Desde a década de 1980, com o avanço do neoliberalismo e das políticas de desregulamentação, houve uma mudança significativa na forma como o capitalismo opera. A estabilidade económica e o crescimento sustentado que caracterizavam o pós-guerra começaram a dar lugar a um capitalismo mais volátil, orientado por ganhos de curto prazo e menos comprometido com o bem-estar das classes trabalhadoras. Isso resultou em condições de vida piores para as gerações mais jovens, que enfrentam salários estagnados, habitação inacessível, educação e saúde cada vez mais caras e menos segurança no emprego. Além disso, a diminuição na expectativa de vida em algumas classes trabalhadoras é um sintoma alarmante dessa crise lenta do capitalismo. Esse fenómeno está ligado ao aumento do trabalho precário, à deterioração da saúde mental, ao crescimento do abuso de substâncias e à falta de acesso a cuidados médicos adequados, especialmente em regiões que sofreram com o fechamento de indústrias e a desindustrialização. A consequência é uma geração que vive com um sentido de precariedade, sem a segurança económica que seus pais ou avós tiveram, e que vê o seu futuro incerto e limitado. Este cenário revela que o capitalismo ocidental, tal como se consolidou nas últimas décadas, parece não conseguir mais sustentar a promessa de prosperidade e segurança que outrora ofereceu.

E apesar de os grupos mais privilegiados não terem culpa direta, a verdade é que o ressentimento dos que menos têm vai acabar por afetar também os que mais têm. Mesmo que as elites e grupos mais privilegiados não sejam diretamente culpados pela situação, o ressentimento acumulado das classes mais desfavorecidas tende a se dirigir a quem parece estar no controlo ou desfrutando de um nível de vida inacessível para a maioria. Esse ressentimento, por vezes, transforma-se em tensões sociais e políticas que, historicamente, acabam por atingir o próprio sistema e as classes privilegiadas, criando uma pressão por redistribuição ou, em casos mais críticos, por mudanças radicais na estrutura social.
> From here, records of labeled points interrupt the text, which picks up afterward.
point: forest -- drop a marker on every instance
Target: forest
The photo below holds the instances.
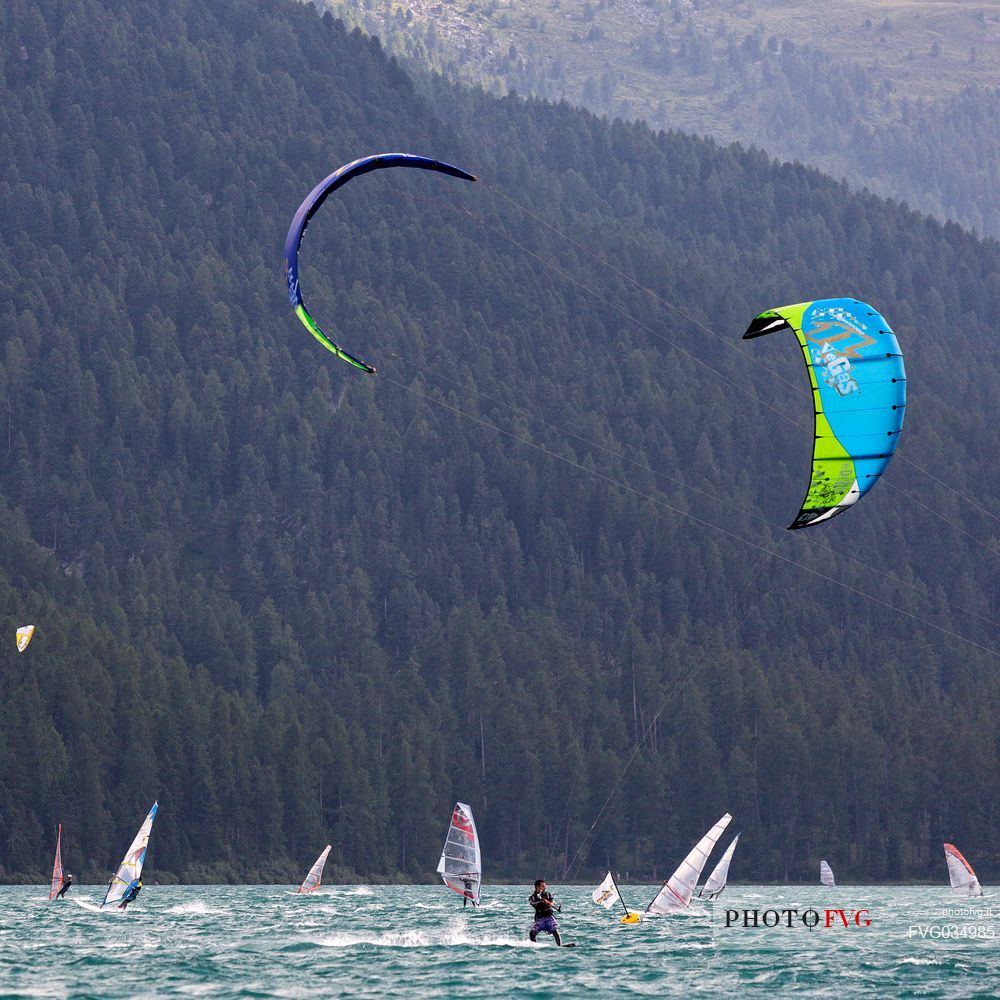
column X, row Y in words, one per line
column 538, row 563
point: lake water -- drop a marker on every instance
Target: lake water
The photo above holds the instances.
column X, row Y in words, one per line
column 416, row 941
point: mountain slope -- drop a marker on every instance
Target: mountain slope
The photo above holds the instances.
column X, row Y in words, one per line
column 899, row 97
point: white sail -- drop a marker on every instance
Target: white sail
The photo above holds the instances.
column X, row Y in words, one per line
column 23, row 637
column 716, row 882
column 679, row 888
column 130, row 870
column 315, row 877
column 826, row 875
column 963, row 878
column 57, row 867
column 461, row 865
column 607, row 894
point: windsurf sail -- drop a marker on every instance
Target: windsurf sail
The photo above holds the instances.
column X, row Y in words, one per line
column 315, row 877
column 57, row 867
column 963, row 878
column 130, row 870
column 607, row 894
column 679, row 888
column 826, row 875
column 461, row 865
column 23, row 637
column 716, row 882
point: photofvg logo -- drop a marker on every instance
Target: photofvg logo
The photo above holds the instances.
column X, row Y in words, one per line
column 960, row 923
column 810, row 919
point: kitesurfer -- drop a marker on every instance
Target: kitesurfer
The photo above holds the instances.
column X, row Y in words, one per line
column 66, row 883
column 545, row 910
column 134, row 887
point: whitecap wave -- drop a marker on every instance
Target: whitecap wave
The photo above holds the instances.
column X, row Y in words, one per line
column 445, row 938
column 196, row 908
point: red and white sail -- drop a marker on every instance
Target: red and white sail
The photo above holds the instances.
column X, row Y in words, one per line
column 963, row 878
column 315, row 877
column 826, row 875
column 716, row 882
column 57, row 867
column 679, row 888
column 461, row 864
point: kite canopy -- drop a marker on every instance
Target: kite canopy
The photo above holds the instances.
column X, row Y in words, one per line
column 311, row 205
column 859, row 395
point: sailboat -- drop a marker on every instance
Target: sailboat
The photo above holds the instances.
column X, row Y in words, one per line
column 57, row 867
column 963, row 878
column 716, row 882
column 315, row 877
column 826, row 875
column 130, row 870
column 461, row 864
column 679, row 888
column 607, row 893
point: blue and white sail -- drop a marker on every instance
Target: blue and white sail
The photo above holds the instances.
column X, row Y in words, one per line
column 130, row 870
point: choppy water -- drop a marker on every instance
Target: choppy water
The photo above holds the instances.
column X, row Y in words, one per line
column 416, row 941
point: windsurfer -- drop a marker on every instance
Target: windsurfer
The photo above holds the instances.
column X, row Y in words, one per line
column 133, row 890
column 545, row 910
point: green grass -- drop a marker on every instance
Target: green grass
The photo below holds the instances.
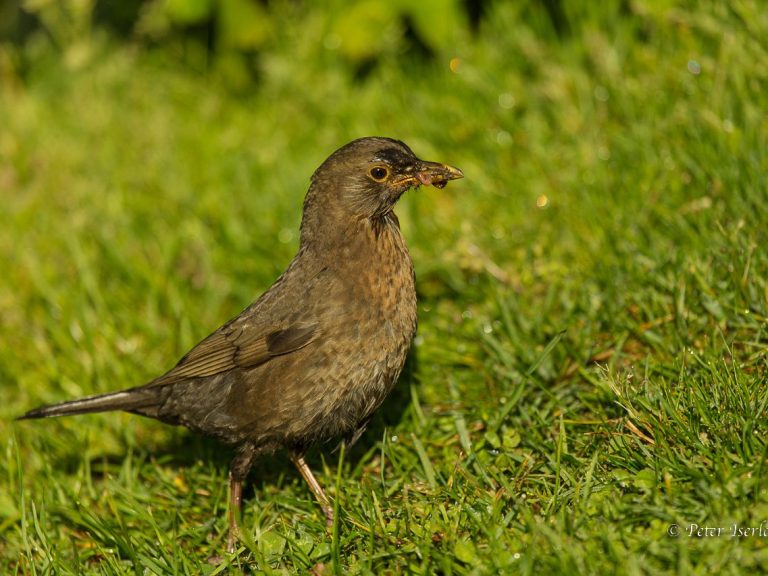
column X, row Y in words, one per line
column 592, row 355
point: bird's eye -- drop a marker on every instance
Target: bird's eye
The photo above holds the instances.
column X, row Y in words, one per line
column 379, row 173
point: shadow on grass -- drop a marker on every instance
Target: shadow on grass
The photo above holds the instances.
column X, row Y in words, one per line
column 184, row 448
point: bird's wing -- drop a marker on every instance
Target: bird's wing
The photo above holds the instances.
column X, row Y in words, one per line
column 239, row 346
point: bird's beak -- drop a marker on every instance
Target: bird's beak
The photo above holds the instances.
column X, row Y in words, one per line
column 436, row 174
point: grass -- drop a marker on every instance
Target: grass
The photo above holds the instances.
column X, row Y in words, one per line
column 592, row 354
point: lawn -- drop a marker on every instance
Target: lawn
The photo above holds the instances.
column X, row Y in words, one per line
column 588, row 389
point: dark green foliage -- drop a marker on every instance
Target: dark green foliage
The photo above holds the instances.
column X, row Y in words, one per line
column 591, row 361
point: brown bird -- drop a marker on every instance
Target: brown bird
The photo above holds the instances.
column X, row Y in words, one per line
column 318, row 352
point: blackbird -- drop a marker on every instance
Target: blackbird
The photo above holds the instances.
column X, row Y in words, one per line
column 318, row 352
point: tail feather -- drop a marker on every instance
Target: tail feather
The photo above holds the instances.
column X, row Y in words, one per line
column 128, row 400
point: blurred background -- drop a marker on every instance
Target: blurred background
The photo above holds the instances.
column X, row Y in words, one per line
column 593, row 306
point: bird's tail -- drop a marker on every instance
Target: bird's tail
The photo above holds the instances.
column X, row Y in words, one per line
column 132, row 400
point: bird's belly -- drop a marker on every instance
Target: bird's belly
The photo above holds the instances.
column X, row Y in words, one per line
column 354, row 376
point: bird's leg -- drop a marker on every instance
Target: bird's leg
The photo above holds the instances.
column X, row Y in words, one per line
column 238, row 470
column 298, row 460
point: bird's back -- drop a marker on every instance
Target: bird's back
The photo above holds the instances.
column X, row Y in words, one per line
column 348, row 334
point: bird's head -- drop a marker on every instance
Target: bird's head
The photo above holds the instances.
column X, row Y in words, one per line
column 365, row 178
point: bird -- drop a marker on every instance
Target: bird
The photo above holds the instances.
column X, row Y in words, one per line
column 317, row 353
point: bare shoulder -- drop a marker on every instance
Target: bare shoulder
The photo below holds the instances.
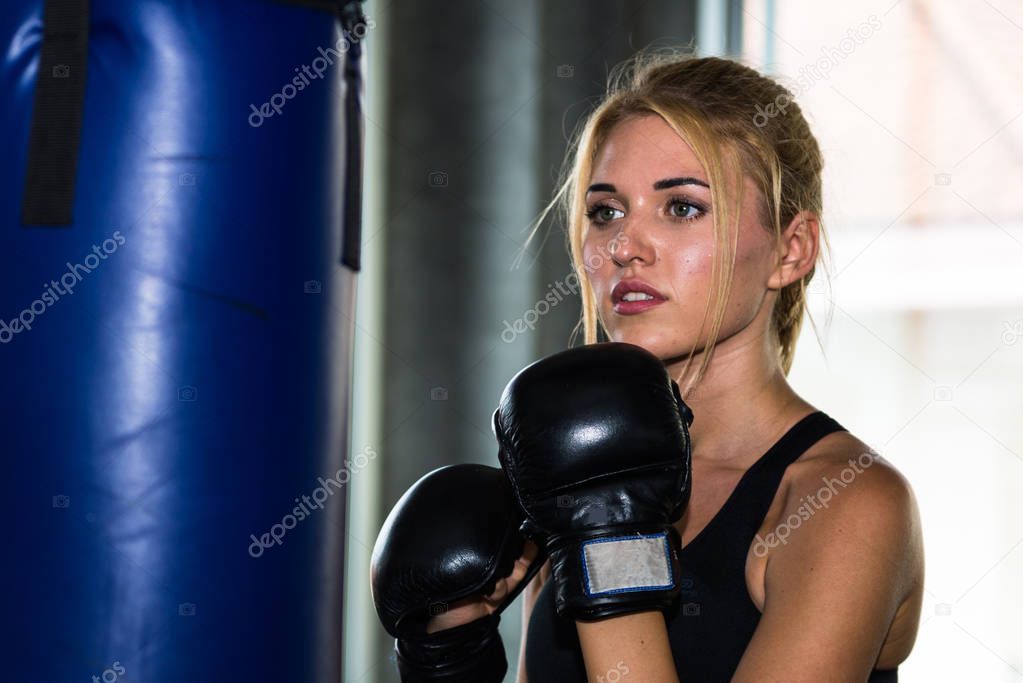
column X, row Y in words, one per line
column 862, row 493
column 857, row 512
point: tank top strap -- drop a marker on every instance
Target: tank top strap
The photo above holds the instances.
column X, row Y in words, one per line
column 744, row 511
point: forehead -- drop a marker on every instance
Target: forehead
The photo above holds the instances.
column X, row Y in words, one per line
column 642, row 147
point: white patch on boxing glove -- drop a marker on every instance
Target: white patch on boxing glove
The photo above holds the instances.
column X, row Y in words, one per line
column 624, row 563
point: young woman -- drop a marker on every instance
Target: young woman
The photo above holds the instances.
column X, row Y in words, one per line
column 694, row 203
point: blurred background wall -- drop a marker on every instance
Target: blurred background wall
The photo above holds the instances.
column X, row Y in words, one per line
column 917, row 343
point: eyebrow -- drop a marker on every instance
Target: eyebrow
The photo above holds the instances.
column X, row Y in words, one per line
column 659, row 185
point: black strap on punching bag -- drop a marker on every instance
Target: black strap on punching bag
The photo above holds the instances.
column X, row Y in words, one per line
column 350, row 13
column 56, row 117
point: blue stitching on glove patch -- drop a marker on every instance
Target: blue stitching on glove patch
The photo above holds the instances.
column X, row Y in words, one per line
column 587, row 581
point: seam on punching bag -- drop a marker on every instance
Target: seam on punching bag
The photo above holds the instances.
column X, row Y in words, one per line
column 56, row 117
column 351, row 243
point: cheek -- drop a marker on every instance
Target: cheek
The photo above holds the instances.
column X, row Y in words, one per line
column 598, row 266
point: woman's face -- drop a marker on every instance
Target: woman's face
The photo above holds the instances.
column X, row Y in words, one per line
column 650, row 230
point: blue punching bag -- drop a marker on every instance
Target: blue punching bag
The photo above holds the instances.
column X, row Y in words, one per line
column 180, row 194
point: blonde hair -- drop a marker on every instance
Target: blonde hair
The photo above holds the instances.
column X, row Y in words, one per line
column 738, row 122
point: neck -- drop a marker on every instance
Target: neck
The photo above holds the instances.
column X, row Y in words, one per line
column 744, row 402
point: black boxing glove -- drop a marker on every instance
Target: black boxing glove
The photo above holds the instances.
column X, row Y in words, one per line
column 595, row 443
column 452, row 535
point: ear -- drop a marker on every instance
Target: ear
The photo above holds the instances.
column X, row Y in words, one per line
column 798, row 249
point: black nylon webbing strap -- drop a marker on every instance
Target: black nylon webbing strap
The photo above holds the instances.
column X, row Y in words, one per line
column 56, row 118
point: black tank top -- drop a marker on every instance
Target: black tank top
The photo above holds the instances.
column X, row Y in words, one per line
column 711, row 625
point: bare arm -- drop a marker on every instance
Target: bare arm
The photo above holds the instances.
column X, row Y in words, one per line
column 634, row 644
column 833, row 589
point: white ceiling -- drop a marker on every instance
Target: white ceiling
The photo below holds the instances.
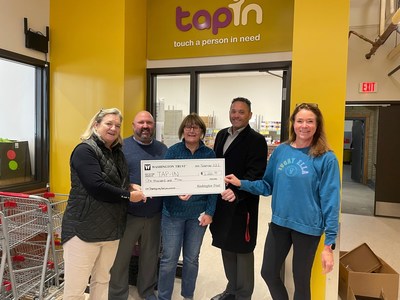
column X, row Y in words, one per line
column 366, row 12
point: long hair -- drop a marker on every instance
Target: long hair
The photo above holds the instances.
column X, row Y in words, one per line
column 190, row 120
column 97, row 118
column 319, row 143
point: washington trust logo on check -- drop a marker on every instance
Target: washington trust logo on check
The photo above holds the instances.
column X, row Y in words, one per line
column 182, row 177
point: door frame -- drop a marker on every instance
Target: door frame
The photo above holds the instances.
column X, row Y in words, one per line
column 365, row 116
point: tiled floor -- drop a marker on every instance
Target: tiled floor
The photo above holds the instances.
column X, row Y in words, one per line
column 381, row 234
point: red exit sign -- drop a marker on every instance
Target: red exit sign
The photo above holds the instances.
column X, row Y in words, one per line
column 368, row 87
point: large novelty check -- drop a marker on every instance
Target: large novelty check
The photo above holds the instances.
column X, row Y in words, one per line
column 182, row 176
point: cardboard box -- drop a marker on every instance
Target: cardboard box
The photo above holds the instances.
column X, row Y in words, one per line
column 361, row 259
column 356, row 297
column 371, row 284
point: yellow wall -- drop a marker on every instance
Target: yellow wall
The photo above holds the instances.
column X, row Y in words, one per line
column 97, row 61
column 319, row 76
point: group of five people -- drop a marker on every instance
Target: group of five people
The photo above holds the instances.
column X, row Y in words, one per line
column 108, row 215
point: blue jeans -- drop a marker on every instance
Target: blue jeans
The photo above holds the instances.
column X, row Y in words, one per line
column 177, row 234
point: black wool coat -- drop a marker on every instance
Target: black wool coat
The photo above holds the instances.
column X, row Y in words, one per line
column 234, row 226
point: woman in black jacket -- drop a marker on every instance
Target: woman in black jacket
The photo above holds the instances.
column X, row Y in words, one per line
column 94, row 219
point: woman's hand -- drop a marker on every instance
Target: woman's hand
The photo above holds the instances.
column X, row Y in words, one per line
column 205, row 220
column 228, row 195
column 184, row 197
column 137, row 196
column 327, row 259
column 232, row 179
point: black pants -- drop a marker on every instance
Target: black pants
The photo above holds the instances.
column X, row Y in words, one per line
column 277, row 245
column 239, row 270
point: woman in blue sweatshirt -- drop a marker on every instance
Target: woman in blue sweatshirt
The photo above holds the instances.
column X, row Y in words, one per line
column 303, row 178
column 185, row 218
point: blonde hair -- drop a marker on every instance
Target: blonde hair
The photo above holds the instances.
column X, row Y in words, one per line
column 97, row 118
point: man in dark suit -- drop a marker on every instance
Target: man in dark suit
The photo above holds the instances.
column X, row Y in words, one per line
column 234, row 227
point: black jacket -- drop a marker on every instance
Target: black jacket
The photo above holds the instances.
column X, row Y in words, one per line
column 99, row 196
column 234, row 226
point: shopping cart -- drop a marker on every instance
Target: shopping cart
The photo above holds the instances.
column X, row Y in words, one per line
column 31, row 264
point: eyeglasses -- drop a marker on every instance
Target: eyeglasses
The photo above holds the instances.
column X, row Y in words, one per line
column 190, row 127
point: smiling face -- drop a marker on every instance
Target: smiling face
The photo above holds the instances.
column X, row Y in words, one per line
column 305, row 126
column 108, row 129
column 192, row 134
column 143, row 127
column 239, row 115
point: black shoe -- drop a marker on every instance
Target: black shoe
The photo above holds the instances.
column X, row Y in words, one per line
column 224, row 296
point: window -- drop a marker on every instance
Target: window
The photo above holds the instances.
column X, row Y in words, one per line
column 23, row 123
column 208, row 91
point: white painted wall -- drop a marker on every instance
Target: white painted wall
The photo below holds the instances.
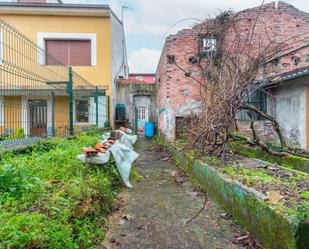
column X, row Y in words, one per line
column 290, row 111
column 119, row 58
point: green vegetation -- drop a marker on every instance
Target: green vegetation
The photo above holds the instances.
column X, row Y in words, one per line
column 293, row 162
column 49, row 199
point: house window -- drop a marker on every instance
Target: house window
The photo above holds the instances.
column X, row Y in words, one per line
column 139, row 78
column 208, row 45
column 82, row 111
column 68, row 52
column 141, row 113
column 258, row 99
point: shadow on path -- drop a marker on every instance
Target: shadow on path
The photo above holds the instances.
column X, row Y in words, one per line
column 154, row 213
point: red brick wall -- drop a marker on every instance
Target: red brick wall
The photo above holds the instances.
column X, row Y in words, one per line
column 282, row 24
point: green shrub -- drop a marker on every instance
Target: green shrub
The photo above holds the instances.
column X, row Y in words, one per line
column 71, row 213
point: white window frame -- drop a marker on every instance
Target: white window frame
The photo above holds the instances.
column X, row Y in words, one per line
column 42, row 36
column 74, row 112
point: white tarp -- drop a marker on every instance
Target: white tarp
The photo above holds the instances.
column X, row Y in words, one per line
column 102, row 158
column 124, row 157
column 123, row 153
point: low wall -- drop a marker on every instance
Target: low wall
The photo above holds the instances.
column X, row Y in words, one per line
column 248, row 207
column 293, row 162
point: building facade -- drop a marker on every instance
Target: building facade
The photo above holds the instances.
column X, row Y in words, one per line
column 149, row 78
column 179, row 96
column 138, row 99
column 89, row 38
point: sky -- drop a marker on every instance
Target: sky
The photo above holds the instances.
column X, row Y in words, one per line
column 148, row 22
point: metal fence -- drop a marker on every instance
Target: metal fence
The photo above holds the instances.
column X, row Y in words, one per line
column 39, row 100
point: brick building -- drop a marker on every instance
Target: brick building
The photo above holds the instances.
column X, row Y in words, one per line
column 178, row 95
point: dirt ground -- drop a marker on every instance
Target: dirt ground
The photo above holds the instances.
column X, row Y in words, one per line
column 153, row 214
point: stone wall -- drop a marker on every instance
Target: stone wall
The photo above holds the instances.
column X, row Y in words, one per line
column 130, row 92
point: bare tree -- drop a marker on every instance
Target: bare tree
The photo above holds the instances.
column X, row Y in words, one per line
column 228, row 75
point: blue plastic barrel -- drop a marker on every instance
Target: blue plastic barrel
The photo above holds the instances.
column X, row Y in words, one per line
column 149, row 129
column 120, row 112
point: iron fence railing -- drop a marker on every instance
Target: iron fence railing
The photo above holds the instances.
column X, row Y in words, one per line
column 38, row 100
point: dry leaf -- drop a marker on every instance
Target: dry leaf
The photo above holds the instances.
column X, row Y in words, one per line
column 127, row 217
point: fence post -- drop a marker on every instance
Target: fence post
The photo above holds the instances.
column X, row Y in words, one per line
column 97, row 107
column 53, row 114
column 70, row 93
column 108, row 112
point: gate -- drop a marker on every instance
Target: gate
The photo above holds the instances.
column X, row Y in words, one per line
column 38, row 117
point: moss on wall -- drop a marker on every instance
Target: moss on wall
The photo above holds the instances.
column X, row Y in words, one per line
column 292, row 162
column 275, row 229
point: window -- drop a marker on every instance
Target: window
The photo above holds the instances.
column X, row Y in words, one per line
column 141, row 113
column 68, row 52
column 208, row 44
column 258, row 99
column 139, row 78
column 82, row 111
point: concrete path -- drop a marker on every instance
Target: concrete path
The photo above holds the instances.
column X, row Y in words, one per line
column 154, row 213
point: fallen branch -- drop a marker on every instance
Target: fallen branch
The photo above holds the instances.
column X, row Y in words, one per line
column 273, row 121
column 201, row 210
column 261, row 143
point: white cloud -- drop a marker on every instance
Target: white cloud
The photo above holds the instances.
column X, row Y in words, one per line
column 144, row 60
column 152, row 18
column 155, row 17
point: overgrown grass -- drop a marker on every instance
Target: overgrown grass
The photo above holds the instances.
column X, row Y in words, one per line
column 35, row 213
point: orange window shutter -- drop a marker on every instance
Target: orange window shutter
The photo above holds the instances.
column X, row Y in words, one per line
column 80, row 52
column 59, row 49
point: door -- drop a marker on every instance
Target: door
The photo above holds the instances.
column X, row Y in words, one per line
column 142, row 118
column 38, row 117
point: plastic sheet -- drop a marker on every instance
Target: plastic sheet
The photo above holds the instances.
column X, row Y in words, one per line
column 124, row 157
column 127, row 140
column 123, row 154
column 102, row 158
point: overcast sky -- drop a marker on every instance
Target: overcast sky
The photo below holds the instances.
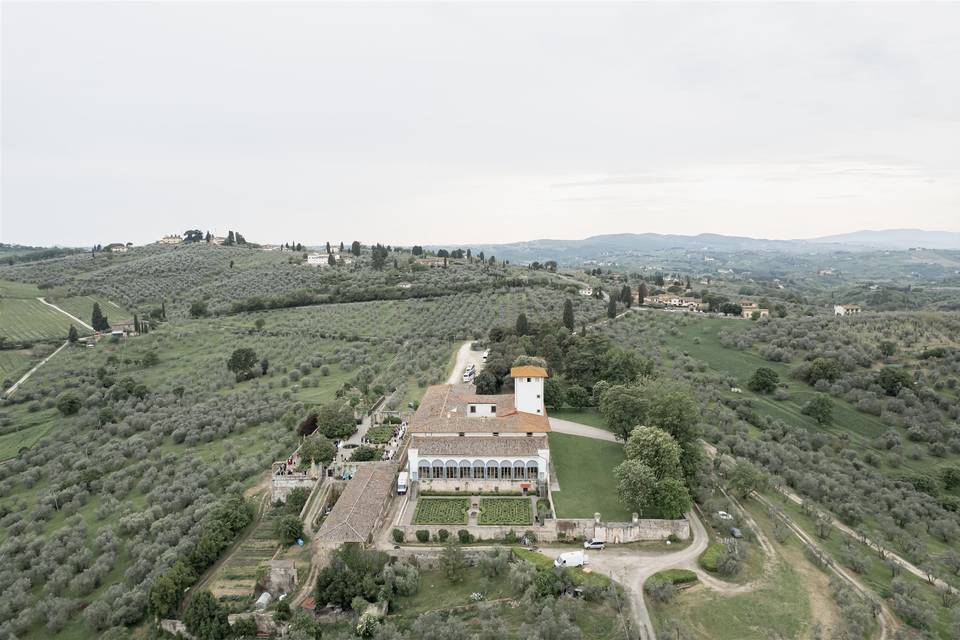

Essa dinâmica já é visível em fenómenos como o crescimento dos movimentos populistas e o aumento da polarização política. Muitos desses movimentos capitalizam justamente sobre o ressentimento popular, prometendo desafiar as elites e restaurar algum tipo de "justiça social" para os que foram deixados para trás pelo sistema económico. À medida que a desigualdade se agrava, esses conflitos podem-se intensificar e resultar em pressões reais sobre as classes privilegiadas, que, mesmo sem ter causado diretamente as crises, se veem cada vez mais responsabilizadas por elas.